I have to admit that Dick has a point, albeit a super annoying one. Yes, in a perfect world, matters of petty financial intercourse should be made clear and obvious. In a perfect world, I could have told this man I had been on one date with that I was in dire financial straits due to being a college sophomore cobbling together a sub-poverty-line wage from my two jobs, and he could have explicitly offered to buy me pasta with his attorney’s salary, and we both would have been all the more relaxed for how simple and explicit we’d just made the world for ourselves.
The unfortunate crux of the problem is that the old gender roles are no longer so predictable as to take that stress off a heterosexual date, but we still live in a world that’s governed by people’s financial needs, which it turns out are still rude to even discuss. Dick had me in a catch-22, and he knew it. (He claims he didn’t know it.) If I’d explicitly asked him to pay for me, I was in danger of being graceless and rude — to say nothing of what I’d be implying sexually, which I really didn’t want to imply. If I’d explicitly refused to pay him back, I would’ve seemed churlish and stingy. And if I’d sucked it up and had sex with him for the price of a Vapiano pasta, I would have been so annoyed with myself.
There’s nothing wrong with selling sex, or with doing so for an inexpensive rate, but the fact remained that I didn’t want to do it and felt that I was being boxed into it. The only option left to me was to play phone tag for a year over a debt that amounted to approximately three hours of tips in the coffee shop where I worked. It was a suck-ass option, but weren’t they all?
I can advise no hard-and-fast rules for navigating the agony of asking someone to pay you back, but I can suggest some guidelines. One, use common sense about the money that you and your friends have to spend in the first place. If one friend makes a substantially higher salary than the rest, that friend can either cover everyone else at the nice place of their choosing, or agree to do something cheap. The Venmo collection at the end of the night feels much lower stakes when the bill’s total is low. This also means that Dick’s argument doesn’t really hold water — if one party is a corporate lawyer and the other makes a single-digit number of dollars per hour, the layout of monies owed becomes obvious on its own, without needing to be made explicit the way the lawyers and bean-counters of the world want it to be.
But also, I admit that I grudgingly respect Dick’s balls in this matter.
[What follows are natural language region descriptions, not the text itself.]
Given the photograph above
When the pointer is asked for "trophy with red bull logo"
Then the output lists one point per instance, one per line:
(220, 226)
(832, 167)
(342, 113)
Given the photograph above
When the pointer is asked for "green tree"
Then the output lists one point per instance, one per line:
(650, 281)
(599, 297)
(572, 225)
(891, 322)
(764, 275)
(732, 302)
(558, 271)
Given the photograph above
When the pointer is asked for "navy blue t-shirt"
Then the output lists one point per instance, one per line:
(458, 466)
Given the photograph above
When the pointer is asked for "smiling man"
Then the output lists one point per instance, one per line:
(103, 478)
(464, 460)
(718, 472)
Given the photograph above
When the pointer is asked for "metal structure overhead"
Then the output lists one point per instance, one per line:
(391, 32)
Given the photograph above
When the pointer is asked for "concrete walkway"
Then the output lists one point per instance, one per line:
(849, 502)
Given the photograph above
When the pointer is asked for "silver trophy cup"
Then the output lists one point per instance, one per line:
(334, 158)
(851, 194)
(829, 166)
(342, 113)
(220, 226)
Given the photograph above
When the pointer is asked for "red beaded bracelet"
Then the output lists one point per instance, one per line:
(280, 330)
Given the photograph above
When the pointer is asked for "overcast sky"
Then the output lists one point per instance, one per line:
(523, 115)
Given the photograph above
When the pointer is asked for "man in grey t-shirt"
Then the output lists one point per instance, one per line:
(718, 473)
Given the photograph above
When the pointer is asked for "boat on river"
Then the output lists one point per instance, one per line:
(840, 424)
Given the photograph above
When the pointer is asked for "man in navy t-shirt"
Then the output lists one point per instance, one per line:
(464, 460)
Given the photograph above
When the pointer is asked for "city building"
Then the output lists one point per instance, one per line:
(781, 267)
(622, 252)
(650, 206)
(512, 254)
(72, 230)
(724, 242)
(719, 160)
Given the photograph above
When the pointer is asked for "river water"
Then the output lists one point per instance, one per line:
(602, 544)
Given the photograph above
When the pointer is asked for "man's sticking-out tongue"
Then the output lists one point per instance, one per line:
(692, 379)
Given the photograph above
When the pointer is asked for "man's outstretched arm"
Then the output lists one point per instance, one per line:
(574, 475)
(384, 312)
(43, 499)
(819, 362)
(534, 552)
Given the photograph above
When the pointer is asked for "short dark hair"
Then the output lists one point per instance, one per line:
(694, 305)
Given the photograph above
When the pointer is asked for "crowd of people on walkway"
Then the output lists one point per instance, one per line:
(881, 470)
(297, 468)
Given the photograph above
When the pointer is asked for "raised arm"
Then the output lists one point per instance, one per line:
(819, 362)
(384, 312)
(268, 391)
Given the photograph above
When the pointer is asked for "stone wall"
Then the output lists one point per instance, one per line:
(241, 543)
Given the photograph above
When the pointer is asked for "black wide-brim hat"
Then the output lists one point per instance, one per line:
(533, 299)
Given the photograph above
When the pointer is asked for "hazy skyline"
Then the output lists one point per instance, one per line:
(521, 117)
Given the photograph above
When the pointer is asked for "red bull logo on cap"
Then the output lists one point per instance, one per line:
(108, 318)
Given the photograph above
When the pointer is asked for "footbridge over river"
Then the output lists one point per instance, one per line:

He felt he was owed a debt and he came at me with the intensity of 10 collection agencies. I will always hate him for this, because no matter what mental gymnastics he still performs to convince himself otherwise, he had the money and I didn’t and he had no right to harass me like that. Yet in situations where one person’s debt puts one of their friends under legitimate financial strain, it should be acceptable to say so explicitly — Dick was right about that. It shouldn’t be embarrassing to admit that you simply can’t cover your buddy’s pho this time. Most of us can’t cover the proverbial pho every single time! There are no temporarily embarrassed millionaires here!
I’ll leave you all with Helena’s final thoughts. “They have to pay you back,” she advises. “If they can’t pay you back, you can’t cover them again. If they actually can pay you back, they’ll do it when you tell them that part, and if they can’t, then so what, you spent twice as much lunch money to find out that your friend is in bad financial shape and needed your help. But never spend money you really truly can’t afford to lose on finding that out.”